バフェットコードではPER, PBR, 流動資産、時価総額などで簡単にスクリーニングできます。
そしてその結果をExcelなどの表計算ソフトに持っていくことも可能です。
なので、自身で工夫すればネットキャッシュ比率を計算して条件を満たすかどうかも確認可能です。
注意点として、投資有価証券だけは決算短信などを見ていかないと分からないので、最初のスクリーニングでは目をつぶってもよいでしょう。
バフェットコードで清原流スクリーニング
実際にバフェットコードでスクリーニング条件を入力した図が以下の図です。 (2025年10月)

ここではPER, PBR, 時価総額、流動資産と時価総額の関係、ROE、という4つの条件を指定しています。
PER10倍以下などだけではかなりの銘柄がヒットするので、ここではあえて条件を厳しくしました。

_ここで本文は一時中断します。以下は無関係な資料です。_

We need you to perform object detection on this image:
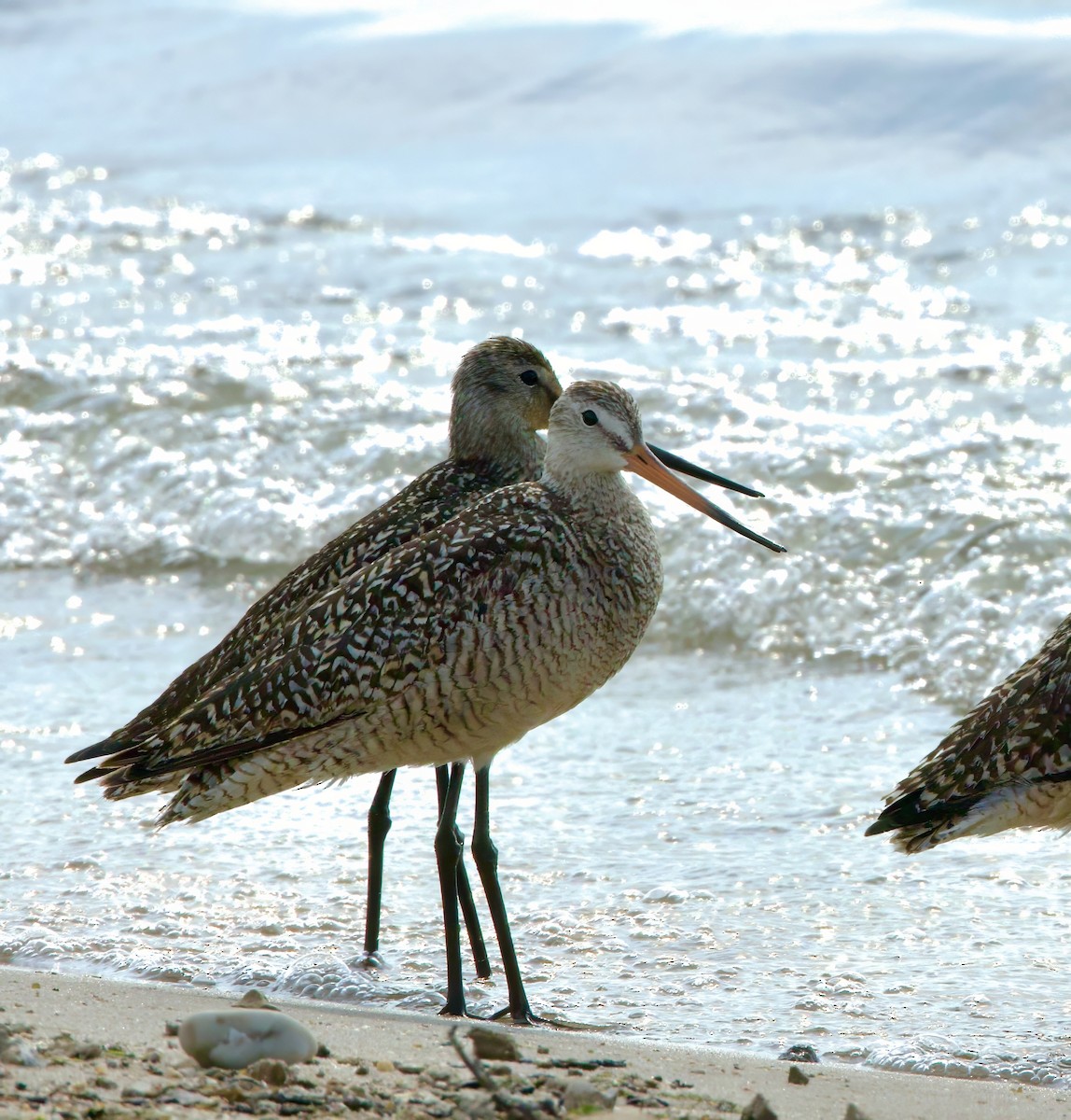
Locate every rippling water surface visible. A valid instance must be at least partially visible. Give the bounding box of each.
[0,5,1071,1080]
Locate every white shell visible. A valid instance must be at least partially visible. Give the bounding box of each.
[179,1009,316,1070]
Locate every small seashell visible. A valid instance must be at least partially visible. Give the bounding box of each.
[179,1009,316,1070]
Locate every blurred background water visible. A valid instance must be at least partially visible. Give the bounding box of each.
[0,0,1071,1081]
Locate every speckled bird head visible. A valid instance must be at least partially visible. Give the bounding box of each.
[543,381,785,553]
[450,336,562,459]
[548,381,644,474]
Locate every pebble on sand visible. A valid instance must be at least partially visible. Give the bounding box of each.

筆者が試したこの条件では約35銘柄がヒットしました。
検索語は、画面右下にダウンロードのボタンがありますので、ここからcsvファイルを入手できます。

このとき、表示項目に「負債」も予め入れておくとネットキャッシュ比率の計算に便利です。
気になる銘柄ピックアップ
ヒットした銘柄の中で気になった銘柄を以下にあげます。
| コード | 会社名 | セクター | PER | PBR | 時価総額 | ネットキャッシュ比率 |
|---|---|---|---|---|---|---|
| 7427 | エコートレーディング | 卸売 | 5.7倍 | 0.48倍 | 56億円 | 1.6 |
| 5965 | フジマック | 金属 | 6.2倍 | 0.57倍 | 155億円 | 0.25 |
ネットキャッシュ比率だけを見るとアップルインターナショナル(2788)などもかなり高いですが、業績に波があるようでした。

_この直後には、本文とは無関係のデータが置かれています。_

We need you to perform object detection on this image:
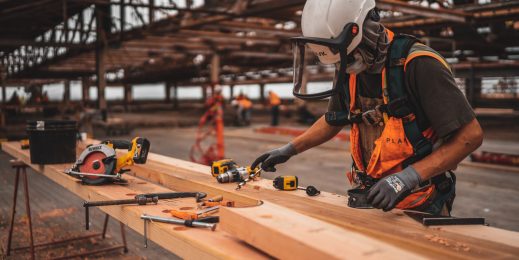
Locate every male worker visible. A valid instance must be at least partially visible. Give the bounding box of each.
[269,90,281,126]
[251,0,483,215]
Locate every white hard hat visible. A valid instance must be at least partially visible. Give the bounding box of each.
[301,0,375,64]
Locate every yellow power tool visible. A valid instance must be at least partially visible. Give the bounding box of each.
[65,137,150,185]
[211,159,259,183]
[272,176,321,196]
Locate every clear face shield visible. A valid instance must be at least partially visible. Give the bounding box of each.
[292,23,359,100]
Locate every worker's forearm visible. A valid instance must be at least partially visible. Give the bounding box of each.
[291,116,342,153]
[413,119,483,180]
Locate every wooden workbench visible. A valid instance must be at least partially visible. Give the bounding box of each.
[2,140,519,259]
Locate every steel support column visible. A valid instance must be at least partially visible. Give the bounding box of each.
[81,78,90,107]
[124,84,133,112]
[164,81,172,104]
[63,79,70,103]
[260,83,265,103]
[95,5,110,121]
[173,82,178,110]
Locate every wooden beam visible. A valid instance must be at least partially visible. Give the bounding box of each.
[220,202,425,259]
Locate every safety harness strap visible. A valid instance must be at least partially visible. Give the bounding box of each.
[384,34,432,167]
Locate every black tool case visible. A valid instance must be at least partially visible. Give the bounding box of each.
[27,120,78,164]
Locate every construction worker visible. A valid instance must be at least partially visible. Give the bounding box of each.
[269,90,281,126]
[239,95,252,125]
[251,0,483,215]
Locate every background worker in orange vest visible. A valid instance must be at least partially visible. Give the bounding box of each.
[238,95,252,125]
[251,0,483,215]
[269,90,281,126]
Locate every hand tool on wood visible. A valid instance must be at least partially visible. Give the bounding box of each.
[65,137,150,185]
[169,206,220,220]
[272,176,321,196]
[198,195,234,208]
[211,159,238,178]
[135,192,207,202]
[83,192,207,230]
[83,196,159,230]
[141,214,220,248]
[404,210,486,226]
[348,188,373,209]
[236,167,262,190]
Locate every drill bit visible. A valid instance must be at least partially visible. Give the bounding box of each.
[236,168,262,190]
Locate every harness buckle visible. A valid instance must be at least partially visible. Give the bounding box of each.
[379,97,412,118]
[389,58,407,67]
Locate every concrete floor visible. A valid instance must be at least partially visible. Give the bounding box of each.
[0,123,519,259]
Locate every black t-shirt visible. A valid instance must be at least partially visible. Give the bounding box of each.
[328,56,475,137]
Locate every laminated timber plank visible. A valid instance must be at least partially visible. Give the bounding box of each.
[110,144,519,259]
[220,202,426,259]
[2,142,269,259]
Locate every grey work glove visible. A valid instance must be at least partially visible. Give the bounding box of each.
[250,143,297,172]
[368,166,422,211]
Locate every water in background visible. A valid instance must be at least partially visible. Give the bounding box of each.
[0,78,519,101]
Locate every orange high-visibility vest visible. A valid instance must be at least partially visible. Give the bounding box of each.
[239,98,252,109]
[349,29,450,209]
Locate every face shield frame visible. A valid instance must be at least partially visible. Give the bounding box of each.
[290,23,359,100]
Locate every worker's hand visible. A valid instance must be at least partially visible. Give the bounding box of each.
[368,166,421,211]
[250,143,297,172]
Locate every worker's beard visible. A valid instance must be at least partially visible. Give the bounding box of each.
[346,52,368,74]
[357,19,389,74]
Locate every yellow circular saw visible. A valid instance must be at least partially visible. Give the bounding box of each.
[65,137,150,185]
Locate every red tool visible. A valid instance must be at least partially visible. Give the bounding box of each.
[169,206,220,220]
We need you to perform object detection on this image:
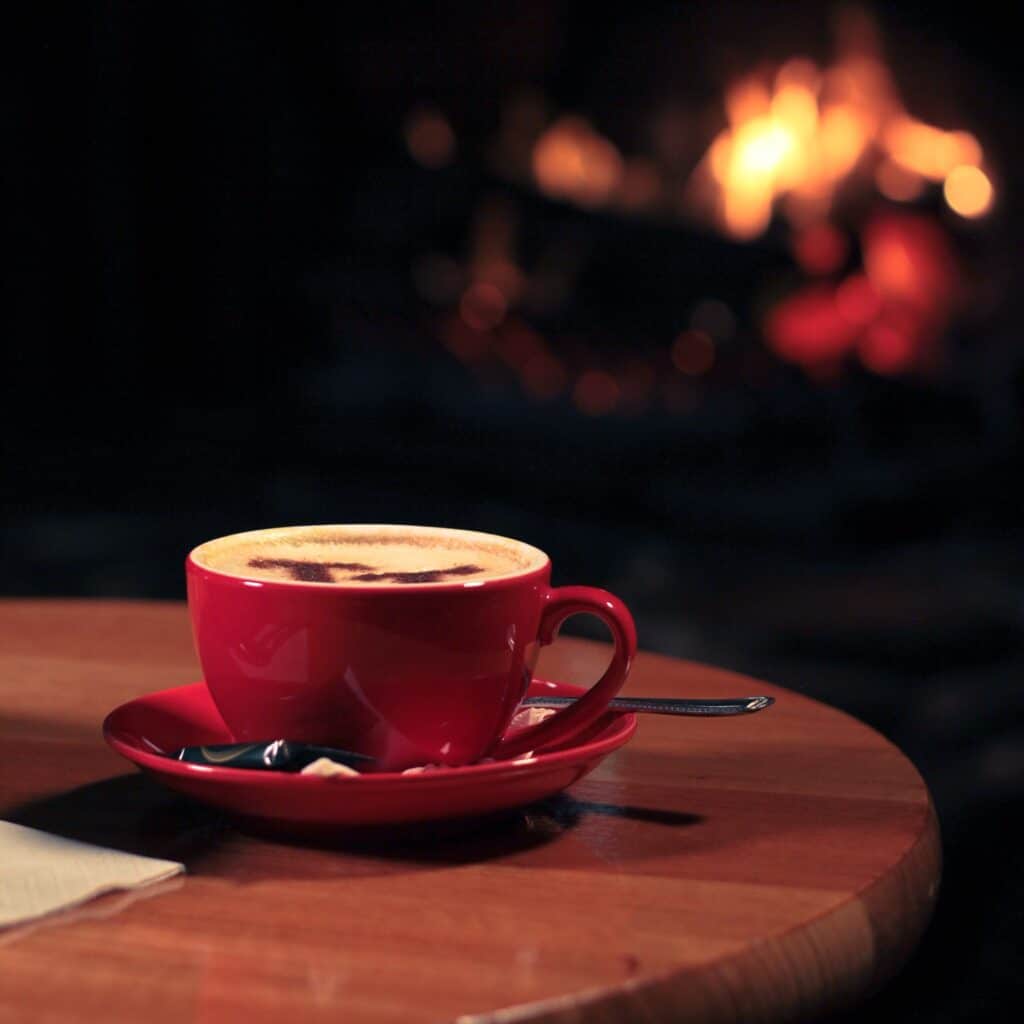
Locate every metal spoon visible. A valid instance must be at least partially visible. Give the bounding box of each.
[522,696,775,718]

フジマックはそれほど高くないですが、ヘムさんの投資手法で知った安全域が高いことで取り上げた銘柄だったので目につきました。

💼 経営者の“やる気”が9割を決める
さらに清原さんは「小型株の成長は経営者が9割」とも断言しています。
そして以下のような企業姿勢を重視します:
- 成長への強い意志
- 株主還元への積極性(増配・自社株買い)
- キャッシュを株価向上に活用する姿勢
💰 “清原流”投資手法:株主還元と株価2倍のロジック
清原さんの投資戦略において、企業がため込んだキャッシュをどう使うかは極めて重要なポイントです。
単に現金を持っているだけでは株価は上がりません。
しかし、そのキャッシュが株主還元に使われた瞬間、市場の評価は一変します。
具体的には、企業が増配や自社株買いを実施することで、投資家に利益が還元され、
その結果として株価が2倍になる可能性が現実的に生まれる、ということです。
このロジックは、以下のような流れで成立します:
- 企業がネットキャッシュ比率の高い状態で現金をため込んでいる
- 経営者が株主還元の意志を持ち、増配や自社株買いを実施
- 市場がその姿勢を評価し、株価が本来の企業価値に収斂する
- 結果として株価が2倍以上に上昇するケースも珍しくない
特に清原さんは、自己資本比率が高く、財務が健全な不動産株に注目しており、実際に最大の利益を得た銘柄はプレサンスコーポレーションということでした。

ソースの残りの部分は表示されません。